Most of my career I was 'an academic' - paid by a university to do some combination of teaching, research and scholarship. Initially this suited me very well. The university ethos was natural and spontaneous to me, I had very positive feelings about the institution and my subject(s); and the actual job offered greater freedom than any other I knew.
The situation combined hope, potential and a fair degree of actual encouragement. And I was good at it. This was fortunate, because I don't know what else I was fitted to get paid-for in life, other than be some kind of academic.
By the time I retired from ill health; the institution and therefore the job had utterly transformed to the point that I was in constant danger of being sacked.
If I had complied fully with expectations, even from twenty years ago, academia would have been as unfree as any ordinary bureaucratic or office job. My chronic non-compliance had gone from being tolerated (even grudgingly respected as an assertion of principle) to impossible.
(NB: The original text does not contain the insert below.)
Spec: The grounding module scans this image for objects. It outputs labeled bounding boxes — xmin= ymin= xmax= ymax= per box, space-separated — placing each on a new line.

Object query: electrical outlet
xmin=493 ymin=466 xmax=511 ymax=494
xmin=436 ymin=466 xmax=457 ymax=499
That process took about thirty years - and over the past thirty years all jobs that I know of, of every kind, in all institutions, have undergone a similar trend. Pretty much all middle class jobs are now qualitatively the same - they are bureaucratic, under omni-surveillance and micro-managed - indeed all jobs are parts of the same, linked system of Global administration.
Everyone is - mostly - a managed-manager; and the distinctive element of the jobs is shrinking and becoming more routine, standard, procedural.
There used to be a fair bit of active resistance to this trend, but now there is none. Even passive heel-dragging inertial negativity is negligible.
So choice of career does not much matter, beyond counsels of expediency.
If you are seriously interested in anything other than being a manager, then don't expect to do it at work; do it as a hobby.
Indeed, it is better Not to try and make a job from your passion - from that which deeply-motivates you. Because then it will almost-certainly be corrupted into generic, externally-managed units.
It has been sad to watch this corruption happen to pretty much everybody in academia, mostly sooner rather than later; and if you try to get paid for doing what you love, then the same will almost certainly happen to you.